The music is about to stop for unauthorized AI songmakers Suno and Udio. Sony, Universal, and Warner have had enough of these robot music factories cranking out hits, and are suing for copyright infringement.

Led by the Recording Industry Association of America (RIAA), the Big Three labels just filed lawsuits in Boston and New York accusing Suno and Udio of lifting tracks without permission. Some analysts say it’s the opening salvo in a legal battle that could reshape how AI trains on copyrighted tunes.

The suits target “mass infringement” by services the RIAA declares are “stealing” songs. Some juicy details: an early Suno investor more or less admitted they used labels’ music without deals.
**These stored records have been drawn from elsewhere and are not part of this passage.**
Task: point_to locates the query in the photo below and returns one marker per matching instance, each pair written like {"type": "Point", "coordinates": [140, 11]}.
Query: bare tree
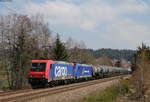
{"type": "Point", "coordinates": [141, 76]}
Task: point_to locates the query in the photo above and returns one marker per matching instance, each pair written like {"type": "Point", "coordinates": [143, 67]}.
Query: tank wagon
{"type": "Point", "coordinates": [45, 73]}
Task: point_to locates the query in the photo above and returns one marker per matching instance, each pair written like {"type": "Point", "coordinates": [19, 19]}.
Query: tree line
{"type": "Point", "coordinates": [23, 38]}
{"type": "Point", "coordinates": [113, 53]}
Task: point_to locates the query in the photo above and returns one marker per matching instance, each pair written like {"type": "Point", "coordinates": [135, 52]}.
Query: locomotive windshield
{"type": "Point", "coordinates": [38, 67]}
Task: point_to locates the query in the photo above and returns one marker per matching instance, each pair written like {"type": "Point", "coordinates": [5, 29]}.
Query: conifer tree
{"type": "Point", "coordinates": [59, 50]}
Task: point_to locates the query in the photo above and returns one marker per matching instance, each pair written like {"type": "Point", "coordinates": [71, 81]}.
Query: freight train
{"type": "Point", "coordinates": [46, 73]}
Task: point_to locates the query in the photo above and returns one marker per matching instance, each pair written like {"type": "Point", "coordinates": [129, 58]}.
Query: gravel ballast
{"type": "Point", "coordinates": [77, 94]}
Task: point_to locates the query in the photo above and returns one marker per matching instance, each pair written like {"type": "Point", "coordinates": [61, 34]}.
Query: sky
{"type": "Point", "coordinates": [117, 24]}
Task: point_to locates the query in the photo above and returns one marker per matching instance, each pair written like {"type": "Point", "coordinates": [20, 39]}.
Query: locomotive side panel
{"type": "Point", "coordinates": [61, 72]}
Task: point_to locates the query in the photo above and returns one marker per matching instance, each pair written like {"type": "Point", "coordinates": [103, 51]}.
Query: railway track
{"type": "Point", "coordinates": [14, 92]}
{"type": "Point", "coordinates": [33, 94]}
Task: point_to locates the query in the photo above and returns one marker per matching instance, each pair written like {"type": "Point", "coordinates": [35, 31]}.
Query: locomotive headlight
{"type": "Point", "coordinates": [31, 76]}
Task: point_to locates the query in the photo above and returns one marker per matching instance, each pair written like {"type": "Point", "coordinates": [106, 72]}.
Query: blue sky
{"type": "Point", "coordinates": [122, 24]}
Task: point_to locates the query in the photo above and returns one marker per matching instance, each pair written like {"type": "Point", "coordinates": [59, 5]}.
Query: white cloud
{"type": "Point", "coordinates": [86, 15]}
{"type": "Point", "coordinates": [90, 14]}
{"type": "Point", "coordinates": [128, 31]}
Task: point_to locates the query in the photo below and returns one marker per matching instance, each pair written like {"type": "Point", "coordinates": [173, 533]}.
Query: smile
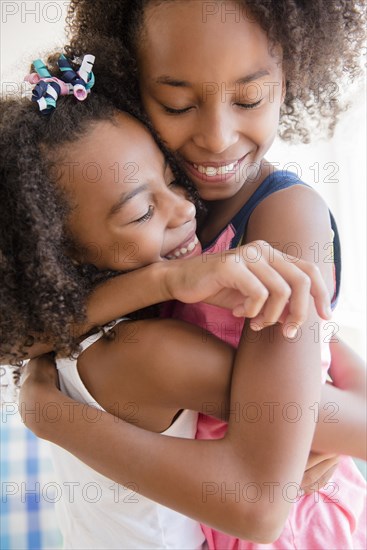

Udio execs also essentially owned up, saying their AI learned from “the best quality music” online.

Forensic music analysts even uncovered samples of Ed Sheeran, ABBA, and other artists baked into Suno and Udio’s robot riffs. In some cases, the AI apparently mimicked vocals so well you’d think Michael Jackson or Bruce Springsteen were recording in the garage.

This could get really interesting in court. AI makers argue analyzing copyrighted works to train algorithms counts as “fair use.” But music tycoons say songbots that directly compete for sales cross the line. The lawsuits aim to establish whether copyright law leaves any breathing room for generative AI.

The RIAA warns this is just the beginning – more legal action is certainly coming down the pipeline as the industry hardens its stance on AI using its catalog without permission.